February 23, 2017 -- After years of the steep hikes that produced today’s sky-high rents, Santa Monica tenants are getting a tiny and very brief break, a new survey of rents in metropolitan Los Angeles shows.

But they shouldn't get their hopes up.

Average rent in Santa Monica dropped about 2.4 percent in December, compared to December 2015, according to Yardi Matrix, a Santa Barbara-based company that tracks rents throughout Greater Los Angeles, as well as nationally.

The recent study by Apartments Rents also found a similar dip in Santa Monica rental rates, abeit smaller ("Santa Monica Rent Increases Slow but Prices Still Among Highest in Metro L.A.," February 1, 2017).

The slightly lower rents appear to reflect a faux slowdown that won’t last long, according to Yardi Matrix.

The driving factor is one high-rise building -- the Champagne Towers, an analyst for Yardi Matrix said.

The famed 16-story apartment complex at 1221 Ocean Avenue -- which has been home to celebrities from Britney Spears to Larry David -- closed for remodeling in 2015.

Its temporary exit was a shock to the rental market, said Balazs Szekely, an analyst and writer at RENTCafé, a blog for Yardi Matrix.

Rents range from $4,000 to $15,000 a month for the estimated 120 units in Champagne Towers, which was built in 1968 by a development firm controlled by the late bandleader Lawrence Welk.

“All of its units being top-notch ultra-luxury apartments, this meant the average rent dropped tens of dollars, practically overnight,” Szekely said.

“But don’t worry, as soon as the building comes back online, everything goes back to normal. In fact, we’ll most likely see a huge spike, but at least we’ll know the cause and won’t freak out.”

Champagne Towers, which opened in 1971, also completed a $90 million retrofit/remodeling in 1999 after being badly damaged in the 1994 Northridge earthquake.

Champagne Towers or no, Santa Monica is nonetheless the most expensive city in which to rent in metro L.A., Szekely said. Average rent is reaching a “startling” $3,256 a month, he said.

Yardi Matrix’s report is one of a growing number of studies released by websites that speialize in rentals, and while their findings tend to agree on general trends, the more specific numbers often vary ("Is Santa Monica the Nation's Most Expensive City for Renting an Apartment?" January 6, 2017).

Yardi Matrix’s data showed average rent in L.A. jumped from just under $1,800 in January 2014 to $2,173 in December 2016, but seems to have stabilized in the last few months.

Rents also rose in several significant cities in metro L.A. as well, with residential rents increasing by as much as 19.7 percent year-to-year, the survey found.

Cities such as Inglewood, Alhambra, Hacienda Heights, Hawthorne and Gardena posted “staggering” (given the past) rent hikes of 10 percent or more in the same year-to-year period.

Long Beach rents rose so much, Szekely said, that tenants paid the equivalent of 13 months in rent in 2016.

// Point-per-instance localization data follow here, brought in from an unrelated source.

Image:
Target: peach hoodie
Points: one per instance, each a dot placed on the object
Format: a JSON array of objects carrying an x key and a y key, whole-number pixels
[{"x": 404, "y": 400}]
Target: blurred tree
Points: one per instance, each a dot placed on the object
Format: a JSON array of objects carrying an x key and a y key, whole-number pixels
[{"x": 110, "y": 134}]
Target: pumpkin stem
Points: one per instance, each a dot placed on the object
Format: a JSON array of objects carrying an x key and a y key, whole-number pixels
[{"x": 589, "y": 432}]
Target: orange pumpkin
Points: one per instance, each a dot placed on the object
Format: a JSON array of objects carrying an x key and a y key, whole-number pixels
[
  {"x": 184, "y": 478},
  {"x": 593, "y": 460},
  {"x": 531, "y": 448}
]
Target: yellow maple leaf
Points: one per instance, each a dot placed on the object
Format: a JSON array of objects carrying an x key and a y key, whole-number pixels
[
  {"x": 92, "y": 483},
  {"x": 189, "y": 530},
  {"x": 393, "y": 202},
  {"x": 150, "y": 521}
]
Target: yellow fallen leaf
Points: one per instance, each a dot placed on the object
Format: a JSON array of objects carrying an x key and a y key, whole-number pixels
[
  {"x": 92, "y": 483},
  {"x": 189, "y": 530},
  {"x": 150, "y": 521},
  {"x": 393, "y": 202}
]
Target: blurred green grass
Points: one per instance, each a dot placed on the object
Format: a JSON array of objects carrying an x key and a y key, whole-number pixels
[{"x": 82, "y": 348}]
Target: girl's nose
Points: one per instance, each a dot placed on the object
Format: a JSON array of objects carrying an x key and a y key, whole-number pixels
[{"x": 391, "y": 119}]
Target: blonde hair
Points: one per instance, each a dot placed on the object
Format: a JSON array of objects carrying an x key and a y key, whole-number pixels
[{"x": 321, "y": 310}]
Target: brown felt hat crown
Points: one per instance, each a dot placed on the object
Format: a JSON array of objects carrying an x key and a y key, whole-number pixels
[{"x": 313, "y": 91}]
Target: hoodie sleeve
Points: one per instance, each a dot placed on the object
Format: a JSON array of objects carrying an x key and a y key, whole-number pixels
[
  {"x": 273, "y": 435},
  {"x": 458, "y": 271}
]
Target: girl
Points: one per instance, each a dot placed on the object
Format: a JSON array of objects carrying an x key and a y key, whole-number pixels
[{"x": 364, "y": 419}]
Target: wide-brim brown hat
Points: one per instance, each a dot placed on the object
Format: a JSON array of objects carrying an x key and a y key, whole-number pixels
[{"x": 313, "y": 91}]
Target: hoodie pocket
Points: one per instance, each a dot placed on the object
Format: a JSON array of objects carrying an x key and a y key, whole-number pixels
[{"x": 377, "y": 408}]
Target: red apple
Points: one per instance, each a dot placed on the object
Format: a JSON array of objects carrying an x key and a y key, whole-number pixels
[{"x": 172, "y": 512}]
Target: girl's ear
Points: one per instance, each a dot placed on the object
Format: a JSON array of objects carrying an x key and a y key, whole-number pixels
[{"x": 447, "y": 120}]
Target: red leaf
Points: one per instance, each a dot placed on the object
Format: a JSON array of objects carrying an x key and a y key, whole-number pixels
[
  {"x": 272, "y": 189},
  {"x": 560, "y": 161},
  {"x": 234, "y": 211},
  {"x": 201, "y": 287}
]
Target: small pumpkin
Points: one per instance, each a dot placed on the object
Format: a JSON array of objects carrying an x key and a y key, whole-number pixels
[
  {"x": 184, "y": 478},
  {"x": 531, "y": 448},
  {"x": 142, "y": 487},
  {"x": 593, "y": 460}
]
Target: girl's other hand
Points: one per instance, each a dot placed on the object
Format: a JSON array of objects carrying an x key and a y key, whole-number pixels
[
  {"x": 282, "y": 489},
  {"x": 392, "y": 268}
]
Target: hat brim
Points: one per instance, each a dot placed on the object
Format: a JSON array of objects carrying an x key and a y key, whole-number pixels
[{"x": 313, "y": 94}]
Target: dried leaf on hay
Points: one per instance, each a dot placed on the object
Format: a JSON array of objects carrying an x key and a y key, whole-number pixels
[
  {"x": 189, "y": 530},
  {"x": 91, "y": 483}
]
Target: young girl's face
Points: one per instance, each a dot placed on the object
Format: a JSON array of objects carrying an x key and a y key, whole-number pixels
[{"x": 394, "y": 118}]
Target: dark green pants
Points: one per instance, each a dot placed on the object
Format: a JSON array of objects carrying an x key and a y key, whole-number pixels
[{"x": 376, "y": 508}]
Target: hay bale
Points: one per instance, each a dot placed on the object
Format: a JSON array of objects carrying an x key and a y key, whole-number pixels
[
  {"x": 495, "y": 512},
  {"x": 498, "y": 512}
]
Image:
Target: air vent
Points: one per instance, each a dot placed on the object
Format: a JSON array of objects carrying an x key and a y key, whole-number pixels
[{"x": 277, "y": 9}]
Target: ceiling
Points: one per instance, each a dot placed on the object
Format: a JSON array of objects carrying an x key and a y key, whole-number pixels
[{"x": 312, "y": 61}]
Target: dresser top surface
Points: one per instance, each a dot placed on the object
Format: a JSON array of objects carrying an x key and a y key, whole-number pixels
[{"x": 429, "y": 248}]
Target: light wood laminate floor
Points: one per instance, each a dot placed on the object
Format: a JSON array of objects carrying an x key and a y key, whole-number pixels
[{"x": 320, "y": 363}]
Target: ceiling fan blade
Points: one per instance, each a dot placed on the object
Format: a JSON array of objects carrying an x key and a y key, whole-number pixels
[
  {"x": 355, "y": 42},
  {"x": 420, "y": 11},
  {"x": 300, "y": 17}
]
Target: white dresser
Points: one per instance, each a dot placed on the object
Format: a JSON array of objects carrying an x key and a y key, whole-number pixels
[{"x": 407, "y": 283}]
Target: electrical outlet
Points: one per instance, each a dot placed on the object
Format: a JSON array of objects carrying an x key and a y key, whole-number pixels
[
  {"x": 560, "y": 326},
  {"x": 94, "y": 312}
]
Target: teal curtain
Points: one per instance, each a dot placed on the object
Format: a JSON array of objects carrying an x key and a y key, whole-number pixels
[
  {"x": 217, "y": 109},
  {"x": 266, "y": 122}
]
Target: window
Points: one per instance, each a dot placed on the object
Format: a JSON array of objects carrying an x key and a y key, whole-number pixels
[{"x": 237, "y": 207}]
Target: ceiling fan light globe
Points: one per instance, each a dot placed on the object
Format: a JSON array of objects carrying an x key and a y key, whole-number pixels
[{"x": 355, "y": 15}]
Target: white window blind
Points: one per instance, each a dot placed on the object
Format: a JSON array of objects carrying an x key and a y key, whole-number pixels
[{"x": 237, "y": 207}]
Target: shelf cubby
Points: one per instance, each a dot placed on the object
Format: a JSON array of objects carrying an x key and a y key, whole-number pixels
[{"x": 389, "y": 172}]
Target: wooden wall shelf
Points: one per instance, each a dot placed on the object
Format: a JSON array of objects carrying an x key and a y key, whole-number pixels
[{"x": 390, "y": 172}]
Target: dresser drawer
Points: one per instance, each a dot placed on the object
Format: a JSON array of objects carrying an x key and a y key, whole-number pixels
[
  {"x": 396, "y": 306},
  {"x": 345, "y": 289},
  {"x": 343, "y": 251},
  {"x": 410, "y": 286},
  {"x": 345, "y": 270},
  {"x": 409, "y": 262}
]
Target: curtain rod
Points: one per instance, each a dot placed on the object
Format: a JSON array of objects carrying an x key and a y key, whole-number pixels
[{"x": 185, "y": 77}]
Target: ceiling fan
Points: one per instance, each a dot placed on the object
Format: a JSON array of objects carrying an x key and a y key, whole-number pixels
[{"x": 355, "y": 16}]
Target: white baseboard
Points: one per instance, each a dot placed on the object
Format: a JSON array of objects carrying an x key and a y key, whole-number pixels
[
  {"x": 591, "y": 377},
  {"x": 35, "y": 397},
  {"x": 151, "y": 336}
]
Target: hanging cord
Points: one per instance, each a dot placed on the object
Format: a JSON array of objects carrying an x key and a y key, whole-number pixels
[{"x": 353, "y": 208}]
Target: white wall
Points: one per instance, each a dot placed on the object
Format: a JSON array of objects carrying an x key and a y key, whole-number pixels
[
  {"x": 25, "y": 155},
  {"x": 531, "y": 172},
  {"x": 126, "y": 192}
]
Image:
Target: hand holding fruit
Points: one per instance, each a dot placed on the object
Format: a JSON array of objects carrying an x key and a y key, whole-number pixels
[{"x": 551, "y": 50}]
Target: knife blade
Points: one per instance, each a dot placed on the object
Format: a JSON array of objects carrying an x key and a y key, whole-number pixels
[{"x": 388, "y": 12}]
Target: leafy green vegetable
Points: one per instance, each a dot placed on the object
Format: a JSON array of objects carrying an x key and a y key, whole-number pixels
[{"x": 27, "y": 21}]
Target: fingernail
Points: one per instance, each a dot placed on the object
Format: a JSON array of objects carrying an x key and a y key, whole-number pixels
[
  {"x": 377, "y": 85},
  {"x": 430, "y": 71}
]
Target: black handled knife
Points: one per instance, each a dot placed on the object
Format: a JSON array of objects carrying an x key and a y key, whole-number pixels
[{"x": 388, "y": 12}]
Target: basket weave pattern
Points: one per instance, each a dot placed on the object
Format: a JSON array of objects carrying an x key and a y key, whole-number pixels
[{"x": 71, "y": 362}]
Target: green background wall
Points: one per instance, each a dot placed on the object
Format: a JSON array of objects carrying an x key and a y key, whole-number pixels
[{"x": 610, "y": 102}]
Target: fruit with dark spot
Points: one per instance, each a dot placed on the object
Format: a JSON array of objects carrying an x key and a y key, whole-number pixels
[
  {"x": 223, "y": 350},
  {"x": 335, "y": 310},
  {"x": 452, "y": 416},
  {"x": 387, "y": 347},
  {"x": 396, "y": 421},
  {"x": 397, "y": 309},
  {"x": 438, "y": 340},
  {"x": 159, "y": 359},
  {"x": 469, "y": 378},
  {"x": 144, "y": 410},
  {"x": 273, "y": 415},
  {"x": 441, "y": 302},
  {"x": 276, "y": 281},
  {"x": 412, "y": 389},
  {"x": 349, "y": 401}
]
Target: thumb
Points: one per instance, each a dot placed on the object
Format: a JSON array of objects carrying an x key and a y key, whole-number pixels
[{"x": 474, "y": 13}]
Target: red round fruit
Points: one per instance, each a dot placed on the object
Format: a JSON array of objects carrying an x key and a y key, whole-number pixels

But the blue-collar city of Inglewood “was the biggest shocker of them all", he said. The rent hikes there were just shy of 20 percent, Szekely said.

The culprit is most likely the new $2.6-billion sports stadium for the Rams and Chargers, he said. The stadium will be surrounded by sprawling development that includes a performance venue, hotel, hundreds of thousands of square feet for retail and offices, homes and a lake with waterfalls.

High-paying jobs are already arriving and more are expected to follow, the report said.

“The vacancy rate is already quite low, and the fact that no new units came online last year means even less bargaining power for renters,” Szekely said.

“It’s no coincidence that rents are skyrocketing in other inland cities of the South Bay too, such as Hawthorne and Gardena, which experienced increases of 11.7 percent and 10.8 percent, respectively,” he said.

Yardi Systems, Inc., which produces the survey, is a Santa Barbara software company focused on commercial real estate industry applications. It started in 2013.